Exoneração de Raimundo Cutrim no Maranhão ocorre após prisão domiciliar determinada pelo STF

O governador do Maranhão, Carlos Brandão (MDB), exonerou o ex-deputado estadual Raimundo Cutrim do cargo de secretário extraordinário de Estado de Assuntos Legislativos, conforme publicação em edição extra do Diário Oficial do Estado deste domingo (19). A exoneração ocorreu um dia após Cutrim se apresentar à Superintendência da Polícia Federal, em São Luís, para cumprir uma decisão do Supremo Tribunal Federal (STF) que determinou sua prisão domiciliar.

Raimundo Cutrim ocupava o cargo de secretário extraordinário de Estado de Assuntos Legislativos desde janeiro de 2025. A decisão do STF foi expedida na noite de sexta-feira (17) e encaminhada à Polícia Federal, mas o processo tramita sob sigilo, e o tribunal não divulgou o conteúdo da decisão nem os motivos que levaram à adoção da medida.

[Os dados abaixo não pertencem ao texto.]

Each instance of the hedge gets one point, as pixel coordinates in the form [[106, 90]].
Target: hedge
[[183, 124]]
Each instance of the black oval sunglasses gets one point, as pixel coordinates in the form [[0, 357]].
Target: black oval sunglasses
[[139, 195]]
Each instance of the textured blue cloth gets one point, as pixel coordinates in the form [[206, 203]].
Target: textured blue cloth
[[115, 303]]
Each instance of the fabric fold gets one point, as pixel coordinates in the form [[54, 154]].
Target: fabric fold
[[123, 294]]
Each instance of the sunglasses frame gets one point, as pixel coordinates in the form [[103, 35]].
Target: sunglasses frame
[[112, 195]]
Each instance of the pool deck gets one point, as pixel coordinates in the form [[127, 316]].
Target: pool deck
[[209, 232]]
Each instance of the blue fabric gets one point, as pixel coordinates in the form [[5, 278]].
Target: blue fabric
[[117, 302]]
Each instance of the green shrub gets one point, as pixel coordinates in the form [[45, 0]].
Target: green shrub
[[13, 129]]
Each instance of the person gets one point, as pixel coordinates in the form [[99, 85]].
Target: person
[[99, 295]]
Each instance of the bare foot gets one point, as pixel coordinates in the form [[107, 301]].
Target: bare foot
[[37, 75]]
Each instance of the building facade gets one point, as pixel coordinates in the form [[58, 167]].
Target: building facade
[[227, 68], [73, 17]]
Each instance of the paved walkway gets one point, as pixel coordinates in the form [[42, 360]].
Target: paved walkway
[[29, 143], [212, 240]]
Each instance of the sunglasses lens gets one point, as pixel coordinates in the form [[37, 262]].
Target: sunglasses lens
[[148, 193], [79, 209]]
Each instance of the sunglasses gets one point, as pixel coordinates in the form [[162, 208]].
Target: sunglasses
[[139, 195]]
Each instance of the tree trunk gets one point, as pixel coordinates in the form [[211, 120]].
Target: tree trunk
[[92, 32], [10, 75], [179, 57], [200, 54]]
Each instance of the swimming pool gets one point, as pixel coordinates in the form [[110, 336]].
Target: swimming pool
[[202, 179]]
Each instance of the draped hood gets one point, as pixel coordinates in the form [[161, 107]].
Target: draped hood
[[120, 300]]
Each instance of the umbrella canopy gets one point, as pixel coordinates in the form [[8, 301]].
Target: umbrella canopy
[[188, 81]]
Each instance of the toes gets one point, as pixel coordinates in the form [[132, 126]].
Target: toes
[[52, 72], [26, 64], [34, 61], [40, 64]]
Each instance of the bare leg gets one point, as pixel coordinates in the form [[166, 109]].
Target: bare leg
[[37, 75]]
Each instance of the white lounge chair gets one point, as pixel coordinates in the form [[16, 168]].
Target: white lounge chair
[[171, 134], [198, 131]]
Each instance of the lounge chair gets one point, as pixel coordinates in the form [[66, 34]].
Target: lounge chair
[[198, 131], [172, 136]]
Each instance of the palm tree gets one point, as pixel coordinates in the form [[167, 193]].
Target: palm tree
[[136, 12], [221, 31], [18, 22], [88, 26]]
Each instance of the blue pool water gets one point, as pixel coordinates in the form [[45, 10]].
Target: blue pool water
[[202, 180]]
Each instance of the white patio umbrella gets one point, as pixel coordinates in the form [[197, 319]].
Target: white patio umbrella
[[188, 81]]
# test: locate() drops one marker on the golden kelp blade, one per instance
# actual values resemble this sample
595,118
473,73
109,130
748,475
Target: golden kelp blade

Prisão domiciliar e restrições impostas

Cutrim se apresentou à Superintendência da Polícia Federal no fim da tarde desse sábado (18), por volta das 18h, entrando pelos fundos do prédio. Ele deixou o local usando tornozeleira eletrônica e foi levado para a residência onde cumprirá a prisão domiciliar. A decisão do STF impôs uma série de restrições rigorosas: proibição de conceder entrevistas, direta ou indiretamente; proibição de acessar redes sociais; proibição de prestar declarações públicas, gravar áudios e realizar ligações telefônicas, observando restrições semelhantes às impostas no sistema penitenciário; apreensão de armas de fogo que estivessem em seu poder; e contato restrito aos familiares mais próximos e aos advogados constituídos. O documento alerta que o descumprimento de qualquer das medidas cautelares poderá resultar na revogação da prisão domiciliar e no cumprimento da prisão preventiva em um presídio federal.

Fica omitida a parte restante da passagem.